Biao’s goal is to create a more humane society in China. His lecture gave a brief history of the human rights movement and addressed his own work. Then, he discussed what he said still needs to be done in China.
The Rights Defense Movement (RDM) in China — which includes the development of a legal system and market economy, among other things — has been a large factor in making the human rights movement what it is today, Bio said.
There is an intersection of legal matters within the human rights movement and that causes challenges for people employed in China’s legal sector, according to Biao. He said that lawyers who stand up for human rights in China can face repercussions, including being detained and tortured.
Biao faced his own repercussions for aligning with the human rights movement that eventually caused him to leave China and come to the U.S.
“His lack of embellishment on the difficulties he’s faced as a human rights lawyer is what speaks volumes on how extremely dedicated he is to his work,” Elaine Huang ’19 said.
Biao’s lecture also highlighted how human rights advocacy has mixed with several other movements in China, including LGBT rights and feminism.
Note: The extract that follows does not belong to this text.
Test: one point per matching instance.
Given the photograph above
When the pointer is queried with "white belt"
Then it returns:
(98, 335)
Human rights have also been affected by political, economic and social contexts of advocacy, he said. He said there are political and social issues at stake when the economy is at stake, which all affect the human rights movement.
“Economic crises have more impact and will bring other crises,” he said.
The rise of technology and the internet have affected both his personal journey and the human rights movement as a whole, Biao said. These innovations have made collective action much easier by reducing the number of steps needed to organize people.
“Thanks to the internet, we can promote the idea of organizing without organization,” Biao said.
He said he believes that the internet is a key component of the human rights movement in China today. Through his lecture, Biao bridged the gap between the movement before the rise of newer technology and the progress made once the internet was widely embraced.
Then, he ended his lecture with a global message meant to compel the audience to consider human rights worldwide.
The lecture, “Human Rights Advocacy in China” was sponsored by Lafayette Amnesty International, the International Affairs program and the Anthropology and Sociology Department.